Pennsylvanians have been bombarded with political messages for months and hounded by social media to register to vote. You’ve been marketed to by businesses offering incentives to registered voters and have been witness to heated political debates no matter what screen or device you’re looking at. All of this makes it seem like Election Day, and the candidates who are up for election, are common knowledge to everyone at this point.
It would be a grave error to make this assumption. For Latino and nonwhite communities, these messages, for the most part, don’t hit our wavelength. We don’t have the same access to technology and resources to view these messages or do research on candidates, and even if we did, rarely is the information in a language we understand or in words that resonate with us.
Too often this divide becomes the reason why the voice of our minority communities is underrepresented in presidential elections, because the lack of inclusive resources is discouraging enough to not cast a ballot.

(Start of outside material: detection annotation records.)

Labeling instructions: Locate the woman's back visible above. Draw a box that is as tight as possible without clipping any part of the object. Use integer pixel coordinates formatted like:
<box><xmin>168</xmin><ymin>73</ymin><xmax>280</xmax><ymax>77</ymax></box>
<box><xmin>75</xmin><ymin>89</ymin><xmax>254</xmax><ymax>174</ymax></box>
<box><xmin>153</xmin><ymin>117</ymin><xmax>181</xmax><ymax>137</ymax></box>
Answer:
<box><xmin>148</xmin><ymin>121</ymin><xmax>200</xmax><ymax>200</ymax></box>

Whether this divide is real or perceived, it exists and it stands to profoundly impact this election.
My message to Latino and non-white voters is this — you need to cast your ballot on or before Nov. 3. It has always been your civic duty, but this year like never before, it is your obligation to play a vital role in your nation’s history. If you let Election Day come and go without so much as mailing in a ballot or showing up at your polling place, you have let down generations to come. You will have to see newspaper headlines you don’t agree with and history books reflect a reality you wish you would have done your part to change.
Here’s a hard truth, the presidential candidate that spends the most money on his campaign this election will be the one to win. If you don’t like this truth, then don’t let ad dollars determine your next president. Let it be your voice and your vote.

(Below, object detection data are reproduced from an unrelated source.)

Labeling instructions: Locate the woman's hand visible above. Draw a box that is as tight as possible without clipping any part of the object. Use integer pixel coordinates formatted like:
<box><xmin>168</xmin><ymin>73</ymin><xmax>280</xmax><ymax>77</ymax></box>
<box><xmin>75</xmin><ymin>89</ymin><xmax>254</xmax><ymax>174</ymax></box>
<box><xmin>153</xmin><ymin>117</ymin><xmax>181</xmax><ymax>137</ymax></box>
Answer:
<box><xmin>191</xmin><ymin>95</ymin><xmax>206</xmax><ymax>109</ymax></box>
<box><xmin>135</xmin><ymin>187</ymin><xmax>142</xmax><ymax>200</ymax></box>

Another hard truth — you may not love either candidate this election cycle. And you don’t have to. You don’t have to approve of everything about a candidate, and you most likely never will. But you must sort through the facts, do your research, and make an educated decision based upon the candidate that best aligns with the issues that are most important to you and your family.
This Election Day, the choice is yours. That’s what makes America the land of the free. If it’s backed by your belief, your vote can never be wrong. The only thing that is wrong is choosing to not honor an essential American right, which is to vote.
Speaking to everyone, Election Day is that one rare occasion when each of our voices count equally. That is what makes Nov. 3 so important. In a society where it can feel like the person who speaks the longest or the loudest wins, that all comes to a halt for Election Day.
So how can you play your part in this historic moment? Do your research, seek answers, make a decision, and most importantly, get out the vote.